The same endpoint works from Python with the official OpenAI SDK — just point base_url at localhost:

from openai import OpenAI

client = OpenAI(
    base_url="http://localhost:11434/v1",
    api_key="ollama"  # required by the SDK, but ignored locally
)

resp = client.chat.completions.create(
    model="qwen4.1",
    messages=[{"role": "user", "content": "Summarize the plot of Dune in 3 sentences."}]
)
print(resp.choices[0].message.content)

This makes Qwen 4.1 a free, private replacement for cloud APIs in scripts, agents, RAG pipelines, and editor extensions.

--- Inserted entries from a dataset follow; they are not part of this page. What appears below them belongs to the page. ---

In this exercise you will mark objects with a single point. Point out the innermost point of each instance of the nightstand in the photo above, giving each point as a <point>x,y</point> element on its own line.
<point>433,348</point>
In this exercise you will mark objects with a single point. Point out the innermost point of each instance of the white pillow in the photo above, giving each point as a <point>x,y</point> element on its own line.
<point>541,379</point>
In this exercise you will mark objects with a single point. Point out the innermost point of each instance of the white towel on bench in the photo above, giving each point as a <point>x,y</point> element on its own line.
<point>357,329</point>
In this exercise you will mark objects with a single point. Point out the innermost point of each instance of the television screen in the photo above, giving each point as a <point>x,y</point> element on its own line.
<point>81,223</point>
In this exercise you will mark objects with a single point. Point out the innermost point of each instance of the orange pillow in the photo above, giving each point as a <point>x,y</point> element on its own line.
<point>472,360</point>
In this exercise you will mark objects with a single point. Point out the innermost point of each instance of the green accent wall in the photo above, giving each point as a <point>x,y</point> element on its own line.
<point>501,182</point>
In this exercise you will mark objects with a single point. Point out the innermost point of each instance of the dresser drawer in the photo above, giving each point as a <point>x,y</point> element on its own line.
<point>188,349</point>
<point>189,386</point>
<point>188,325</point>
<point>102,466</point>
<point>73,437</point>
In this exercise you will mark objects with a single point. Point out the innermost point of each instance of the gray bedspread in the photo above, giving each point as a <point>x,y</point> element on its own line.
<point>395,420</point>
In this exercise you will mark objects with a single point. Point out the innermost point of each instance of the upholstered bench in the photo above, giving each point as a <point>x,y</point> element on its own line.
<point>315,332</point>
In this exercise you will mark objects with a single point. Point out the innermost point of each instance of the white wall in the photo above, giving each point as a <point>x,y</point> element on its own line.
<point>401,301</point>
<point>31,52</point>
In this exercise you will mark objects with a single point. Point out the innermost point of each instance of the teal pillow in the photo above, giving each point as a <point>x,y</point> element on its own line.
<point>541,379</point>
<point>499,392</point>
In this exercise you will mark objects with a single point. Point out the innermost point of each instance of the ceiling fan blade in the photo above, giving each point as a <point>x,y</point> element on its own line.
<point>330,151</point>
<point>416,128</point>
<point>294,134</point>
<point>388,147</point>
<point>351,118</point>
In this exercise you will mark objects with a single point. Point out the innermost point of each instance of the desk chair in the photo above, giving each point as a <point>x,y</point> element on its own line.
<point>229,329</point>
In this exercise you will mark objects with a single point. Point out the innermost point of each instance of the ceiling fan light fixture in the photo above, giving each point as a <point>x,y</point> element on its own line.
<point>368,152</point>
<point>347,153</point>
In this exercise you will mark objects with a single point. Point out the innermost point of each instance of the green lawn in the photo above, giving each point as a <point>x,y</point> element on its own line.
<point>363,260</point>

Step 6: Tune It — Quantization, Context & MLX

Quantization (Q4 vs Q5/Q8)

The default qwen4.1 tag is Q4 — the best balance of quality, speed, and memory for most Macs. If you have 48 GB+ and want a small quality bump, pull a higher-precision build:

# Higher quality, more RAM and a bit slower
ollama pull qwen4.1:q5_k_m
ollama pull qwen4.1:q8_0

Q5 is a sensible step up on 32–48 GB Macs; Q8 is mainly for 64 GB+ machines where memory is not a constraint.

Context length

Longer contexts use more memory. To raise the window for a session, set num_ctx:

>>> /set parameter num_ctx 32768

On a 24 GB Mac, keep context modest (8K–16K) to avoid swapping. With 64 GB+ you can push toward Qwen 4.1's full 256K window for long-document work.

MLX for maximum speed

For the fastest possible inference on Apple Silicon, run Qwen 4.1 through MLX, Apple's native ML framework. It is typically 10–20% quicker than Ollama at the same quantization:

# one-time install
pip install mlx-lm

# generate from the command line
mlx_lm.generate \
  --model mlx-community/Qwen4.1-32B-A3B-Q4 \
  --prompt "Explain mixture-of-experts in two sentences."

MLX takes a little more setup than Ollama, but if you are squeezing every token-per-second out of an M-series chip, it is the way to go. See our guides hub for a deeper MLX walkthrough.

That's it. You now have the highest-scoring Mac-runnable LLM running locally, tuned for your hardware. Qwen 4.1 handles coding, reasoning, and long-context tasks that used to require a cloud subscription — for free, and fully private.